The Novelty

This study discovered the potential of exosomal membrane-bound PD-1 (Exo-PD-1) in enhancing the cytotoxic activity of T cells against tumor cells and, simultaneously, attenuating immune suppression in triple-negative breast cancer (TNBC). Upon activation, Exo-PD-1 released by T cells were actively involved in two modes of PD-L1-blockade anti-tumor action, i.e. remotely binding to exosomal PD-L1 and directly binding to PD-L1 on tumor-cell surface. The Exo-PD-1 binding on the tumor-cell surface induced clathrin-mediated endocytosis (CME) of PD-L1. Other than creating an entry point for Exo-PD-1 to enter the TNBC cells, CME of PD-L1 also reduced the amount of surface PD-L1 available during subsequent direct interaction between T cells and tumor cells. The protective role of Exo-PD-1 against the anti-tumor immune dysfunction induced by PD-L1 in TNBC has been confirmed by in vitro and in vivo studies. As part of the expansion of research scope, future studies ought to examine whether the tumor-infiltrating lymphocytes (TILs) markers of T cell apoptosis and exhaustion are contained by T cell-derived exosomes, and whether they bear similar immune function to that of Exo-PD-1 in fighting tumor.


The Background

Programmed cell death protein 1 (PD-1) is a protein on the surface of T and B cells. Although PD-1 is essential in preventing autoimmune diseases, it also prevents cancer cells from being killed. In contrast, the expression of PD-1 showed positive correlation to the survival rate of patients with triple-negative breast cancer (TNBC). These contradicting yet intriguing observations made scientists wondered if the PD-1 on T cells comprises uncovered potential associated to the inhibition of cancer cells.
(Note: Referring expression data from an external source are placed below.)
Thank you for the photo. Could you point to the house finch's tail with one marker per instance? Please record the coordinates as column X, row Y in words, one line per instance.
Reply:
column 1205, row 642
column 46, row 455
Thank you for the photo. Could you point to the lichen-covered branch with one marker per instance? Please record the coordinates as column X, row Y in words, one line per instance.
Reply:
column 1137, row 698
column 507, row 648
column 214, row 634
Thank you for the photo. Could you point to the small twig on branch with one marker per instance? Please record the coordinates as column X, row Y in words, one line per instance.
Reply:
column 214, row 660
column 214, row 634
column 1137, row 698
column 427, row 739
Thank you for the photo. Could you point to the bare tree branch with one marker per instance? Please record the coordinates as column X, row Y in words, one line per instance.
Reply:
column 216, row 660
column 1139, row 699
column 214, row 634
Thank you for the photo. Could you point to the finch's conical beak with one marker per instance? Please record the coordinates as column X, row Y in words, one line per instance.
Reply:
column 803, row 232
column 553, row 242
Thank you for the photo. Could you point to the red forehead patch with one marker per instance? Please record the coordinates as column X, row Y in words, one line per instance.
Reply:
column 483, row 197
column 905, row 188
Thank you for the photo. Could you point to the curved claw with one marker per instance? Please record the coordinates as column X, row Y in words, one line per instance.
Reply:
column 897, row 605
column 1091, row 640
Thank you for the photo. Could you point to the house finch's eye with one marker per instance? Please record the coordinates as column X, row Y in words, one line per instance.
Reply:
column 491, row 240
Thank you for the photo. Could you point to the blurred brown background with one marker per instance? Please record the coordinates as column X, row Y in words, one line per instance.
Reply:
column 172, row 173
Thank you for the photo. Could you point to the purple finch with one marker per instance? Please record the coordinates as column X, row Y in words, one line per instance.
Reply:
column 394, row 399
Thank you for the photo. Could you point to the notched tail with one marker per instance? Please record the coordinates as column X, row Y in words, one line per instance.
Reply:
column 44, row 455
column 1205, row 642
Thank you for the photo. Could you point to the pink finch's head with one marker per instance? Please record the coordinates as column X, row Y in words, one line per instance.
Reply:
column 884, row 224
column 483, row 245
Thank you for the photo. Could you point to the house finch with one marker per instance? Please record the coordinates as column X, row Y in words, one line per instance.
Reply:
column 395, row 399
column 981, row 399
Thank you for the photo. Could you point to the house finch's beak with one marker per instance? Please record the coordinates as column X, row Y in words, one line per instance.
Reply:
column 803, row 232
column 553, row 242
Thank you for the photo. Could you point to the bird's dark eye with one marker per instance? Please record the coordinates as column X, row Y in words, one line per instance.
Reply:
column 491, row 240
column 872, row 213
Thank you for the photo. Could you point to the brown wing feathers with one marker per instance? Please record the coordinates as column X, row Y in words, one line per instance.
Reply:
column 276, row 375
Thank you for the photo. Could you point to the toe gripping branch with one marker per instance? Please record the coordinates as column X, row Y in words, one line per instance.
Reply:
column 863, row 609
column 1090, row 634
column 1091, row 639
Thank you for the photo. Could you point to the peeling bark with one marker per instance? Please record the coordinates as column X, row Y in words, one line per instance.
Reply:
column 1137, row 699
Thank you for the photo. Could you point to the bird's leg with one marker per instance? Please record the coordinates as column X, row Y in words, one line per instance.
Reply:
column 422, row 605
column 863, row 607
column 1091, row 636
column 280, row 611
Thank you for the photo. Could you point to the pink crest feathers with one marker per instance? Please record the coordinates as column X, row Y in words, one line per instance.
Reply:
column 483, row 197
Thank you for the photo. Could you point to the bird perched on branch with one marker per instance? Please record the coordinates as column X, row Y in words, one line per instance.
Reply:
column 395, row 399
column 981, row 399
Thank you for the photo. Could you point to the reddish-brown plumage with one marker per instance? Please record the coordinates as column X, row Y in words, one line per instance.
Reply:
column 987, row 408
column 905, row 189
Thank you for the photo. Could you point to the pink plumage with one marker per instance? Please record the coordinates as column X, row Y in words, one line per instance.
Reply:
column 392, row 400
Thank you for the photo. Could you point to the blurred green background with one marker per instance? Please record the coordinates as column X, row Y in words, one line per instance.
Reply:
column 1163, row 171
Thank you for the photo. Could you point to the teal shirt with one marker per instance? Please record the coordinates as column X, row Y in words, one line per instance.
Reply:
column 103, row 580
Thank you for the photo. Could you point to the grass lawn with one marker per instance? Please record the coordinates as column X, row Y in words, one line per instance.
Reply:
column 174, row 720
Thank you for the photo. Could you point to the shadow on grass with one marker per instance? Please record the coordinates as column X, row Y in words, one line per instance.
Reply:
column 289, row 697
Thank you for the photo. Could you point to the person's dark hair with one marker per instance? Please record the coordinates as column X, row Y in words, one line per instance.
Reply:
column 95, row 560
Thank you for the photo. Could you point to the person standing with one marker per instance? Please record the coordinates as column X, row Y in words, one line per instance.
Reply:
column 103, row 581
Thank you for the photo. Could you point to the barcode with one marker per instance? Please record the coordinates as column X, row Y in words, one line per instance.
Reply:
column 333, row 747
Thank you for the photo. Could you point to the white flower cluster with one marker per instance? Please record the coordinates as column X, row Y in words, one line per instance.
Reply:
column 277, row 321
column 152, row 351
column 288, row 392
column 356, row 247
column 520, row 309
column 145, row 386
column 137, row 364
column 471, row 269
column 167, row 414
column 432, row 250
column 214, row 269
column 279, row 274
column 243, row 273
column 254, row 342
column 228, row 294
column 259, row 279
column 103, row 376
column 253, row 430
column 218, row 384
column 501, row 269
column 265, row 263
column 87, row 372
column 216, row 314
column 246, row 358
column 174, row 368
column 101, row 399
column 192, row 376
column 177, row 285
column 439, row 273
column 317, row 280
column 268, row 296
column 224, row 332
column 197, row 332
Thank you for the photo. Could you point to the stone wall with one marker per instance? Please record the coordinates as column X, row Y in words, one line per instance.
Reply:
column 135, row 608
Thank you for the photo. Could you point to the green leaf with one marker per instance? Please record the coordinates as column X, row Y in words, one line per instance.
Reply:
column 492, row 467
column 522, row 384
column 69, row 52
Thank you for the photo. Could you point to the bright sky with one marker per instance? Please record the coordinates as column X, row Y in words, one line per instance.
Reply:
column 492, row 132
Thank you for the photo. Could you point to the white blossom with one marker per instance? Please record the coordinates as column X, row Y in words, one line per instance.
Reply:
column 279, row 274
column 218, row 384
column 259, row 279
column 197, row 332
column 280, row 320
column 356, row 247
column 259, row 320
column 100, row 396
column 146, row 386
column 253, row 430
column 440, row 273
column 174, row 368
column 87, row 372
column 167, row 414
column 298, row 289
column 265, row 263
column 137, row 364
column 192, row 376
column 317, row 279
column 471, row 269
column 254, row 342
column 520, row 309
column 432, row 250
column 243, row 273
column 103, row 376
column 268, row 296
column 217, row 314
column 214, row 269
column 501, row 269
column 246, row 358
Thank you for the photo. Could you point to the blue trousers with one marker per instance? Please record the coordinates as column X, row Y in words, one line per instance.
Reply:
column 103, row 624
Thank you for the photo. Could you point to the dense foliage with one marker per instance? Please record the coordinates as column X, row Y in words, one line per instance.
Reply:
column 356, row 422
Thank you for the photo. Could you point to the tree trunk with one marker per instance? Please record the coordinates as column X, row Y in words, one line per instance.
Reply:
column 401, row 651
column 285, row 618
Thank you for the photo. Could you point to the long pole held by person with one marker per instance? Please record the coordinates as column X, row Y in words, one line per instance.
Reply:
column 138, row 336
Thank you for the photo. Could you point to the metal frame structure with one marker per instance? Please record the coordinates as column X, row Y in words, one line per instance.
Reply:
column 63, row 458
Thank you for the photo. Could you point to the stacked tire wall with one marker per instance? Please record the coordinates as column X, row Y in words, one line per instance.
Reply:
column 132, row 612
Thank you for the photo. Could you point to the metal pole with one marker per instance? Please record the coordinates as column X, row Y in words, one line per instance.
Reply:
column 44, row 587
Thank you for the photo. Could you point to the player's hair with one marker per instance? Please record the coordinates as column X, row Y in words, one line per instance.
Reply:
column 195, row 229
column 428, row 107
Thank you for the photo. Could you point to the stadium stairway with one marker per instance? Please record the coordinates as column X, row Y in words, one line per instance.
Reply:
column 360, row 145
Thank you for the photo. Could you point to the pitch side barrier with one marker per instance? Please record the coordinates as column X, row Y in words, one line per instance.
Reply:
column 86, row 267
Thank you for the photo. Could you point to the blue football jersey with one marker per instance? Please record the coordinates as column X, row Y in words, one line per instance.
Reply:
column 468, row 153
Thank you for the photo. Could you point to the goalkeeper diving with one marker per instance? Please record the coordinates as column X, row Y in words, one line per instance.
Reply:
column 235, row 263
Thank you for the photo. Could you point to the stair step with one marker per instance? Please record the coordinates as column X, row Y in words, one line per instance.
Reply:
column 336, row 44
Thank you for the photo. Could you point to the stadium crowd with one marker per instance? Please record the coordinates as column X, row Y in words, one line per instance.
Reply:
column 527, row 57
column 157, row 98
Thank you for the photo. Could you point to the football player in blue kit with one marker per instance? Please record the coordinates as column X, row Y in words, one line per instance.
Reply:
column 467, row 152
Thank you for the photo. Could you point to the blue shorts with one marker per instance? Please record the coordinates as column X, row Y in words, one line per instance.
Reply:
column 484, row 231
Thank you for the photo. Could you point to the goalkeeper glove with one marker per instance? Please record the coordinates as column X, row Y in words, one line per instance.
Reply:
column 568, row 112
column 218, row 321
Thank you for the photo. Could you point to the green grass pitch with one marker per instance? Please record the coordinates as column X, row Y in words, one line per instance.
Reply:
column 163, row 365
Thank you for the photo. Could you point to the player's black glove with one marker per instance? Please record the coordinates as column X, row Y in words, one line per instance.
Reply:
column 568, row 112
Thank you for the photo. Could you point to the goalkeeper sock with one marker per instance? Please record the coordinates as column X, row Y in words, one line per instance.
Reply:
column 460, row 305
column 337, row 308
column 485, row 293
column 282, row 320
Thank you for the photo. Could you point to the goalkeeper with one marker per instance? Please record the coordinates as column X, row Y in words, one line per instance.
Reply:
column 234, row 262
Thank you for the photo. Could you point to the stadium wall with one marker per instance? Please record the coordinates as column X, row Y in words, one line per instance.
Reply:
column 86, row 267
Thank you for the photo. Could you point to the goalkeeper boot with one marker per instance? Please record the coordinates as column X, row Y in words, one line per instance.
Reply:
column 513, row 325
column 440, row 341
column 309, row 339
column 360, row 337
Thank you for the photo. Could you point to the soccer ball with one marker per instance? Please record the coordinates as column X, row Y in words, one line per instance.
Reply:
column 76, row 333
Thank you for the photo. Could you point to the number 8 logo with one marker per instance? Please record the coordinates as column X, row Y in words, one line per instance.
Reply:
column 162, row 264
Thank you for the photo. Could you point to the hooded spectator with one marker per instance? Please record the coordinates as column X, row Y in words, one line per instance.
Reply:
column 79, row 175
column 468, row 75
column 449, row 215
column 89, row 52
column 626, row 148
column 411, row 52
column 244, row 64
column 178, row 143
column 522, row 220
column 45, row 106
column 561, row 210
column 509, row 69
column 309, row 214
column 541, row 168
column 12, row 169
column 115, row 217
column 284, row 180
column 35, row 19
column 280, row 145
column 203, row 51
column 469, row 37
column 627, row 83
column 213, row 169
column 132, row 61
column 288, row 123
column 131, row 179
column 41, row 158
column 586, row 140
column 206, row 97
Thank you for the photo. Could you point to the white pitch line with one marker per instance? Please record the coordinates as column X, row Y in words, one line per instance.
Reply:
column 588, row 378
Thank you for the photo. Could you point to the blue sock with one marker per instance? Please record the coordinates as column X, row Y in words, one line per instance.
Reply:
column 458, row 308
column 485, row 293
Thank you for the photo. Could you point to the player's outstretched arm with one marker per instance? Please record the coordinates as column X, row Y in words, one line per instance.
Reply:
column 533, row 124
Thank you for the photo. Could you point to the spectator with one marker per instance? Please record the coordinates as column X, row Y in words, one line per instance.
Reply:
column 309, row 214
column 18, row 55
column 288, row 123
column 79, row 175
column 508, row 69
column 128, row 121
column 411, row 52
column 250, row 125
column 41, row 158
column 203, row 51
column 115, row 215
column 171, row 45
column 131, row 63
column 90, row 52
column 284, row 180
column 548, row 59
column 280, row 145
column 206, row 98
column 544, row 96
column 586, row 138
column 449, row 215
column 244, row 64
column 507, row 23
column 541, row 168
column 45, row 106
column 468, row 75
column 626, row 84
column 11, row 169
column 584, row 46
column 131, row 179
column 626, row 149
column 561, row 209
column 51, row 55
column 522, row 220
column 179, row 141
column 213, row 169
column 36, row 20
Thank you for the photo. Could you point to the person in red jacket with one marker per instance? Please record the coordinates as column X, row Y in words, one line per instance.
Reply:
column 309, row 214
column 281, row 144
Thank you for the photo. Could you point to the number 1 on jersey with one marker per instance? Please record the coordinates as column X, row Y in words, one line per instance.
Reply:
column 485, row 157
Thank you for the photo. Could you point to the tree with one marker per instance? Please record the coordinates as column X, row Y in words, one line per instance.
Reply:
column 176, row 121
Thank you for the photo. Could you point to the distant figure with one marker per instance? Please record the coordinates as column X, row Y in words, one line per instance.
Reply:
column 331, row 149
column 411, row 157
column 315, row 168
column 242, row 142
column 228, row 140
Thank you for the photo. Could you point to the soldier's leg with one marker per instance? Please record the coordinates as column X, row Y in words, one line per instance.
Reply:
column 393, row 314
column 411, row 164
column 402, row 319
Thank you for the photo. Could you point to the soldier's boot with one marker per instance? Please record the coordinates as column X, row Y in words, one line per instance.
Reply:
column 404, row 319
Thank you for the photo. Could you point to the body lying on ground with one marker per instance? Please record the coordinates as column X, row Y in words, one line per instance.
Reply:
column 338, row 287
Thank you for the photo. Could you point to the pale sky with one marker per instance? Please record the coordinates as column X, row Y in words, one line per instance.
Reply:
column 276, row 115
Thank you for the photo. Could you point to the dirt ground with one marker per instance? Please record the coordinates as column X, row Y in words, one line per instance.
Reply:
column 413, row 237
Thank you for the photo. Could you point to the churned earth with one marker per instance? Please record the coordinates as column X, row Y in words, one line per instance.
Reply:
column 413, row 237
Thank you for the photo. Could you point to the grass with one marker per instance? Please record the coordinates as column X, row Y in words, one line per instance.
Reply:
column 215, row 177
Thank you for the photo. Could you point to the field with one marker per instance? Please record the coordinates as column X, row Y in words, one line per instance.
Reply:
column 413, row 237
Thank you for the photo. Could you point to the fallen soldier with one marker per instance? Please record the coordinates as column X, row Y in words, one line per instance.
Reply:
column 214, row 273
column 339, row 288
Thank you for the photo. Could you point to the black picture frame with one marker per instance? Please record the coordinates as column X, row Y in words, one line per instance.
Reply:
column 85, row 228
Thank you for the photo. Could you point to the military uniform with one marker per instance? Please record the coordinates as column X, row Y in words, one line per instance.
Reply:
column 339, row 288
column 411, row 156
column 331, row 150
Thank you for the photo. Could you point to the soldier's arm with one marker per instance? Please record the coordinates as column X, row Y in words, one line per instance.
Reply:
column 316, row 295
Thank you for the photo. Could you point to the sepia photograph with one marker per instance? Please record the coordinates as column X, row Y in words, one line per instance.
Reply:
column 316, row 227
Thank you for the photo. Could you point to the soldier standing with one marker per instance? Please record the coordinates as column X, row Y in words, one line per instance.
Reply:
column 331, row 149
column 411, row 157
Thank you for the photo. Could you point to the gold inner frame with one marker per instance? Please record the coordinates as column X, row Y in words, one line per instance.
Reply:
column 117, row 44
Meanwhile, past studies also reported that exosomes derived from T lymphocytes were involved in the regulation of immune reaction. Upon investigating the role of T cells-derived exosomes in suppressing TNBC, this research elucidated how exosomal PD-1 protects against the anti-tumor immune dysfunction induced by PD-L1 in TNBC. Notably, this discovery may lead to the development of therapeutic strategies which enhance cytotoxic activity against tumor cells and attenuate immune suppression simultaneously.


The SDG Impact

As long as cancers exist, 10 million lives are lost globally each year and this number can be lowered only by more effective therapeutic strategies. With the proven potential of Exo-PD-1 in treating triple-negative breast cancer (TNBC), promising cancer therapies can be developed based on the modification of exosome surface. Moreover, the discovery of this study also proves the importance of immune suppression attenuation in fighting cancers (UNSDG 3: Good Health & Well-Being).